The interim dividend of 5.2p is 23% ahead of last year.
The shares fell 3.3% following the announcement.
UK drinking habits have changed - we're opting for long drinks rather than just wine and beer for post-work and weekend tipples. Artisan spirit drinkers are happy to pay a bit more for Fevertree's higher end accompaniment.
Sales growth has been impressive - increasing from £59m in 2015 to £237m last year. Its huge popularity has been reflected in the share price too - it's around 12.8 times higher than when the company first listed in 2014.
But sales growth alone doesn't make a business. What stands out about Fevertree is its operating model. The group outsources most of its operations - think suppliers, bottlers and distributors, and that gives the group flexibility and makes expansion cheaper. A lean operating model means profits drop straight through to cash. That can then be returned to shareholders or reinvested to fund growth.
Unusually for a fast growing company, Fevertree offers a dividend. A prospective yield of 0.8% might not be huge, but has the potential to grow if all goes well.
But problems are bubbling to the surface. UK growth has started to falter, as the group's started to brush up against the edges of the tank. Even with the gin boom and Fevertree marketing machine, there's a limit to how much premium tonic you can sell.
That puts extra pressure on Fevertree's international divisions. The market with the most untapped potential is the USA, where a trend towards more premium drinking habits is allegedly starting to catch on. Unfortunately that's geared towards dark spirits like Whiskey and Rum, which puts Fevertree's ginger ales and colas centre stage- and the competitive landscape there is crowded. After all, consumers order a rum and coke, not a rum and cola.

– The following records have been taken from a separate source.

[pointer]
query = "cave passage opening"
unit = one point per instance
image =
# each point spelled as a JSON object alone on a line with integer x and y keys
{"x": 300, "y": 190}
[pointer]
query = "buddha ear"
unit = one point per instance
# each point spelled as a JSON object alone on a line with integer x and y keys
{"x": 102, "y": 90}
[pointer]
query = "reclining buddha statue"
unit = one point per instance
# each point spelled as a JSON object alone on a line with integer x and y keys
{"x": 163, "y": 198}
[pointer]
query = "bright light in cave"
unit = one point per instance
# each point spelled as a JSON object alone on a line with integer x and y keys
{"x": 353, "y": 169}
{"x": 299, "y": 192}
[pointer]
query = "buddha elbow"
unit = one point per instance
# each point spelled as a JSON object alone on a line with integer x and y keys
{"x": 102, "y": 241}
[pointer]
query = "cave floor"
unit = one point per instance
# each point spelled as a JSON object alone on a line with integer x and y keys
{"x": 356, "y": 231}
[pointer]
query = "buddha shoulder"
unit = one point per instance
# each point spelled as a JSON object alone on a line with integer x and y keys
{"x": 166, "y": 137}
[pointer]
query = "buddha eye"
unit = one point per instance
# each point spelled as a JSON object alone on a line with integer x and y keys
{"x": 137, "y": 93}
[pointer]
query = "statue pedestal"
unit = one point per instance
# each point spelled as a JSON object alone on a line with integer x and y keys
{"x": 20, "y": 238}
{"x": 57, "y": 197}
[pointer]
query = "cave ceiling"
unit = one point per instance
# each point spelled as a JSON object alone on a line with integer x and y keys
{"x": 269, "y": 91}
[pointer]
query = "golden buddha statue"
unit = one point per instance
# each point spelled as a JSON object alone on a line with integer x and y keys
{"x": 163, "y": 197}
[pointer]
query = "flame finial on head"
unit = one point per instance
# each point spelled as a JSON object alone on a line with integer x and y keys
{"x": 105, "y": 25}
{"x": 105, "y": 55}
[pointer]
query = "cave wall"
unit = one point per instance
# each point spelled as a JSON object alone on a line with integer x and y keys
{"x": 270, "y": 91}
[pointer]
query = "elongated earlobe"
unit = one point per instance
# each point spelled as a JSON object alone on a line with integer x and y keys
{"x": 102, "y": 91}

The shares currently trade on 36.2 times expected earnings. That's lower than it has been in the past, but still well above the market average. It's impossible not to be impressed by Fevertree's growth to date, but in order to justify that rating, we think Fevertree needs to see a taste for tonic take off stateside. There's little evidence of that yet.
Full year trading update
In the UK, revenues rose 5% to £60.7m, as last year's exceptional weather provided a tough comparator and growth slowed across the premium-mixer category. The group enjoyed strong growth in bars and restaurants, and now has a 45% share of that market, while also launching its first 'ready to drink' products during the half.
Sales in the USA increased 24%, at constant exchange rates. Revenue of £19.8m comes as new distribution partnerships performed well, and a trend towards more premium mixers in the region gains traction.
Underlying European revenue increased 14% on a constant currency basis, with further acceleration expected in the second half of the year. Within Rest of the World, the group delivered sales growth of 49%. Australia and Canada performed particularly well, and Fevertree sees potential in Asia in the medium to longer term.
Continued investment in marketing and staff costs, particularly in the USA and Europe, meant EBITDA margins dropped from 32.6% to 31.3%.
The group held cash of £104.1m in the period (2018: £62.5m).
Looking ahead, the group said it remains "mindful of the tough comparators over the remainder of the summer in the UK" but "the Board anticipates that the outcome for the full year will be in line with its expectations."